COMO TODOS LOS DIAS Julio César Marín fue el primero en llegar al campus universitario.

Embutido en sus pensamientos y en un terno azul de fina gabardina, apenas lograba traspasar la puerta
principal redoblaba sus cortos pasos para llegar raudo hasta el local de la biblioteca central.

Llegaba temprano y caminaba deprisa porque detestaba encontrarse con los empleados y profesores antiguos
de la universidad. Solo ellos se atrevían a llamarlo por su nombre y algunos hasta lo ninguneaban.
Sin embargo los catedráticos jóvenes y los alumnos, más educados ellos, le llamaban doctor Marín.
Por eso a ellos los atendía personalmente y con deferencia.
Sobre todo a las alumnas a quienes hasta se ofrecía asesorarlas de manera graciosa.

Julio César tenía 59 años de edad y 38 trabajando en la universidad donde, al culminar sus estudios
secundarios, ingresó como portapliegos. Luego, en el mismo centro de estudios se licenció como bibliotecario
y en archivo. Después de graduarse y realizar un año de práctica en la misma universidad, fue contratado
como asistente. Empezó encargándose del cuidado y revisión de los anaqueles antiguos que albergaban
ediciones incunables.

Desde muy joven se mostró diligente, atento y solícito con sus jefes de turno.
Aunque no fumaba, usaba encendedor para prenderles el cigarro y conocía de las horas en que tomaban café o almorzaban que, por coincidencia era la misma hora en que él también acudía al cafetín de la universidad.
Y hasta tenía una mesa reservada, previa propina al mozo, próxima a la de su jefe.
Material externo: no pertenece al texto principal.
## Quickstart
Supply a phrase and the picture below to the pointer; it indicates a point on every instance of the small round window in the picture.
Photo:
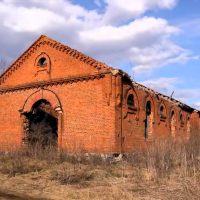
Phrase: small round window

Además de ser un acucioso lector, Marín estudió numerosos cursos sobre la temática bibliotecaria
pero sobre todo, su dominio de idiomas extranjeros hizo que escalara posiciones hasta llegar a ocupar
la jefatura de la biblioteca de teología de aquella exclusiva universidad limeña.

Pero también empezó a mimetizarse con los ademanes, posturas y gestos de sus superiores hasta llegar
a adoptar un exagerado aire doctoral que ahora lucía dentro y fuera de la universidad. Incluso en su barrio
lo llamaban “doctorcito”. Pero lo que motivaba la mofa de quienes lo conocían, era la engolada voz y el
rebuscado vocabulario a los que recurría cuando intentaba seducir a cuanta dama tuviera delante.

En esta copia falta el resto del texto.